«En el año 354 se terminó la obra de la cubba[258] que coronaba el mihrab en la parte de la mezquita que añadió Al-hakem. Fué esto en la luna de chumada postrera.»
«En el mismo año se comenzó á colocar el sofeysafá[259] en la mezquita Aljama de Córdoba. Habia el emperador de los griegos regalado á Al-hakem una porcion de aquella manufactura, y este le habia escrito rogándole le enviase tambien operarios, tomando ejemplo de lo hecho en una ocasion semejante por Al-walid ben Abde-l-malek, cuando estaba construyendo la mezquita de Damasco. Volvieron, pues, los embajadores que Al-hakem envió al emperador griego, trayendo consigo un artífice y ademas trescientos veinticinco quintales de sofeysafá que aquel príncipe le mandaba de regalo. Al-hakem mandó luego hospedar convenientemente al artífice griego, y proveerle de todo lo necesario con la mayor abundancia; lo cual hecho, dispuso que varios de sus esclavos trabajasen con él á fin de instruirse en su arte. Hiciéronlo así, ayudándole en la colocacion del sofeysafá traido del Oriente, y aprendiendo con aquel maestro hasta lograr perfeccionarse en dicha industria y trabajar por sí solos, como lo verificaron luego que el maestro se volvió á su tierra, pues Al-hakem le despidió por no necesitar mas de él, con muchos regalos de vestidos y otros objetos. Por lo demas, en la añadidura de Al-hakem compitieron y rivalizaron los maestros mas afamados de toda la tierra.»
«Del 10 al 20 de Xagüel del citado año cabalgó Al-hakem de Azzahra á la mezquita de Córdoba, y entró en ella, y examinó detenidamente las obras, y lo que ya estaba concluido. Luego mandó recoger las cuatro columnas que estaban antes sirviendo de jambas á la puerta del antiguo mihrab, y que se custodiasen en lugar seguro para colocarlas en el nuevo, que por su mandato se construía á la sazon con la mayor perfeccion y solidez. Eran las cuatro columnas de incomparable hermosura en su género.»

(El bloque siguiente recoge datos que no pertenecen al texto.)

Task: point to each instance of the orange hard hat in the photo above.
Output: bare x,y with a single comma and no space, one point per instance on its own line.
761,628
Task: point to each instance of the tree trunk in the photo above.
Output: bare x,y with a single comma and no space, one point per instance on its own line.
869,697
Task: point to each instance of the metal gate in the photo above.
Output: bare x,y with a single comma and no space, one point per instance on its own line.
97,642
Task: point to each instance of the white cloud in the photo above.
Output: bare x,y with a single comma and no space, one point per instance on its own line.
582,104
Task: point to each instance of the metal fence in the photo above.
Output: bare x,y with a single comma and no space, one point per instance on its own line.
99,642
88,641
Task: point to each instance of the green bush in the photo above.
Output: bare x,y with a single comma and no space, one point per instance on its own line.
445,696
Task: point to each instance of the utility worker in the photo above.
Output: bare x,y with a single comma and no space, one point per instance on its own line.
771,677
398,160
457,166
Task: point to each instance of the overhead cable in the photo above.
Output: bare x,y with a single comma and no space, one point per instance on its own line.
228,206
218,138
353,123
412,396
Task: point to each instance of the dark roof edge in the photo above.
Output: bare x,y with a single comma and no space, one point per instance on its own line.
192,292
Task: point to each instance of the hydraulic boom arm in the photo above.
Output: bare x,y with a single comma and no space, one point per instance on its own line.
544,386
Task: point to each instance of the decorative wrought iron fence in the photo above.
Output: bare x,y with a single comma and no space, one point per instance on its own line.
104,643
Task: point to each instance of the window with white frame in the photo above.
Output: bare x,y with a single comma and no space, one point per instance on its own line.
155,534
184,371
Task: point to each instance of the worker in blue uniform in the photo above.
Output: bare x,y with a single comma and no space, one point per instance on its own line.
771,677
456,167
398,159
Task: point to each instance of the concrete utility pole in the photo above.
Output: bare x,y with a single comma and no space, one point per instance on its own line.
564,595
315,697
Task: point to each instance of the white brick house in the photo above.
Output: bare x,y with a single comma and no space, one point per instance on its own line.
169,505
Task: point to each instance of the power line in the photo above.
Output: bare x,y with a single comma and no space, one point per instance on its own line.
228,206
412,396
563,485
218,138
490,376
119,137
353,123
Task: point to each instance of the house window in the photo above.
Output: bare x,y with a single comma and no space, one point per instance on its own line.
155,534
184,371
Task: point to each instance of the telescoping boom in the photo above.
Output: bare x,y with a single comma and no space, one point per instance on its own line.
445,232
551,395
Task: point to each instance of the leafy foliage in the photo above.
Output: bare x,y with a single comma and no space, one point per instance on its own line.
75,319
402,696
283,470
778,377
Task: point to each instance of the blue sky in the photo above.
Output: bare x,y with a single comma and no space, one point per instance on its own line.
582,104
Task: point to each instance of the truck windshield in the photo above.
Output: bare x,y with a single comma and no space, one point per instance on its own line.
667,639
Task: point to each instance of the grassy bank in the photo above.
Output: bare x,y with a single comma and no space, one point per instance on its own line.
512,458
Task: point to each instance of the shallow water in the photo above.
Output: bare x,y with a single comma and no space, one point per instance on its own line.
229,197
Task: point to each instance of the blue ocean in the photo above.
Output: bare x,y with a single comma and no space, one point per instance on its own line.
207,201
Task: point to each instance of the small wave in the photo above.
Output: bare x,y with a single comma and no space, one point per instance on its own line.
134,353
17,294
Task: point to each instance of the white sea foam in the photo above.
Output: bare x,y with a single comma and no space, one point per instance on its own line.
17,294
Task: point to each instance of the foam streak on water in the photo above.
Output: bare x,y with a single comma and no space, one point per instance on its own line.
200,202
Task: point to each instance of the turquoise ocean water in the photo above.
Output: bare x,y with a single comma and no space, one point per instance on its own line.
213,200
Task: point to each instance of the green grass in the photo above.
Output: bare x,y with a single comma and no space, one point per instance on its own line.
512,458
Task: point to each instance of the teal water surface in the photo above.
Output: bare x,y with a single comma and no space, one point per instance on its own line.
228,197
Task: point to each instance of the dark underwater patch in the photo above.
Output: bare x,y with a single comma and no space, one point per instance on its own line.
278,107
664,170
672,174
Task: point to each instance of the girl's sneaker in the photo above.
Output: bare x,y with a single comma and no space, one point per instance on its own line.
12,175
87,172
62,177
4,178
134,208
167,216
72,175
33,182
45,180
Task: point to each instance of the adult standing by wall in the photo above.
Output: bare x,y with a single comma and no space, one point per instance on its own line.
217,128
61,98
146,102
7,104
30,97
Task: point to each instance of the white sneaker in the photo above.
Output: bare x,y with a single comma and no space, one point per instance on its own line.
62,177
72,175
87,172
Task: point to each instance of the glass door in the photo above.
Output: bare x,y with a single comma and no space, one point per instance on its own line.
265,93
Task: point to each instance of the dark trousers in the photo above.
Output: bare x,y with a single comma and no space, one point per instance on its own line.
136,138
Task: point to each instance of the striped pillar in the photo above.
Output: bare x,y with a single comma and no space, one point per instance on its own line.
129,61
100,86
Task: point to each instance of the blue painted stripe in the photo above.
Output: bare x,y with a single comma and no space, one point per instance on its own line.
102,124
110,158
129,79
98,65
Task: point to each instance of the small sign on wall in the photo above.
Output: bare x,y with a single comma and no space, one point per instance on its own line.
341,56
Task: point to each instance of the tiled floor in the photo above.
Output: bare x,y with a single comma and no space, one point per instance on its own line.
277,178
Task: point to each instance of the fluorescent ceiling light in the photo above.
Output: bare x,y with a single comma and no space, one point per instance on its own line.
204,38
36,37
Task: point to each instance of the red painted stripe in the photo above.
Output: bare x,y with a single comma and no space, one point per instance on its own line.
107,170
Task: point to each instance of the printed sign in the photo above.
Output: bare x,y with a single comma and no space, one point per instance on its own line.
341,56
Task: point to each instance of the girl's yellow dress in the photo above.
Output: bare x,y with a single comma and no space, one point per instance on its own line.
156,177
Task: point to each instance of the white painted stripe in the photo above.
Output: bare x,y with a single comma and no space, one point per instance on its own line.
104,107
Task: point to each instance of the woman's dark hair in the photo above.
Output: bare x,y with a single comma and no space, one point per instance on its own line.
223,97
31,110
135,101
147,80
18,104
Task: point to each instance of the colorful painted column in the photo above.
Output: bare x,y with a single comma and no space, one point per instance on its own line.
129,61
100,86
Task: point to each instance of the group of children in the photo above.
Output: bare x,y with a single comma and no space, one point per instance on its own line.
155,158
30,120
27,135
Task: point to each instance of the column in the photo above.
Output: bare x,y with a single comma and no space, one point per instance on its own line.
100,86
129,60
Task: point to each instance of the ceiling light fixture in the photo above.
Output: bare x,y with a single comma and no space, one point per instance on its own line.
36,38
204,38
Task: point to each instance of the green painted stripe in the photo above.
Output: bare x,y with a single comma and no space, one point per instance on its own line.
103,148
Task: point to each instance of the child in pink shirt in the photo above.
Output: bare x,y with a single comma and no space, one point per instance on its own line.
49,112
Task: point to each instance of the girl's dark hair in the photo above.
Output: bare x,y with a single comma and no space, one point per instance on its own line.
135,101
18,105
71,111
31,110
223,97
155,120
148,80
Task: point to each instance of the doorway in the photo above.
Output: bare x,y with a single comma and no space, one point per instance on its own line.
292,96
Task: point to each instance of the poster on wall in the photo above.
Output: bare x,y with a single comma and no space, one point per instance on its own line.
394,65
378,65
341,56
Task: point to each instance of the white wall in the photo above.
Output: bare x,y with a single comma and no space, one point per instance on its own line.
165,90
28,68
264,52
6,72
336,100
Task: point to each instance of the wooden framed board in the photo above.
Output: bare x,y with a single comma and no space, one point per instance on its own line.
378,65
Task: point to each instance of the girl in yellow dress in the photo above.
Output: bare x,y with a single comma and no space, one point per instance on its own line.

La historia de lo construido por órden de Al-hakem es en todo notable. Mientras se estaba haciendo la obra, se suscitó una acalorada disputa entre los arquitectos respecto del punto hácia el cual debia mirar la quibla, con objeto de colocar el nuevo mihrab ó santuario donde debiese estar realmente. Unos pretendian que debia estar al sur como habia estado siempre, y como la habia situado An-nasír en su mezquita de Azzahra; al paso que los mas entendidos en matemáticas y astronomía sustentaban que debia fijarse un tanto inclinada hácia el oriente[260]. Divididos así los pareceres, el faquíh Abú Ibrahim se presentó á Al-hakem, y le dijo: ¡Oh príncipe de los creyentes! Todas las gentes de esta nacion han vuelto constantemente sus rostros al sur al hacer sus oraciones: los Imames que te precedieron, los doctores, los cadíes y todos los muslimes en general, dirigieron siempre sus miradas al sur desde los tiempos de la conquista hasta hoy: al sur inclinaron siempre todos los tabíes como Musa Ibn Nosseyr y Haush As-san'aní (¡Dios los perdone!) las quiblas de cuantas mezquitas erigieron en esta region. Recuerda, oh príncipe, aquel proverbio que dice: mejor es seguir el ejemplo de los otros y salvarse, que perderse por no seguir la senda trillada. Oido lo cual, esclamó el Califa: ¡Por Allah, dices bien! Seguiré el ejemplo de los tabíes, cuya opinion en esta materia es de gran peso. Y mandó que la quibla se pusiese donde el faquíh proponia.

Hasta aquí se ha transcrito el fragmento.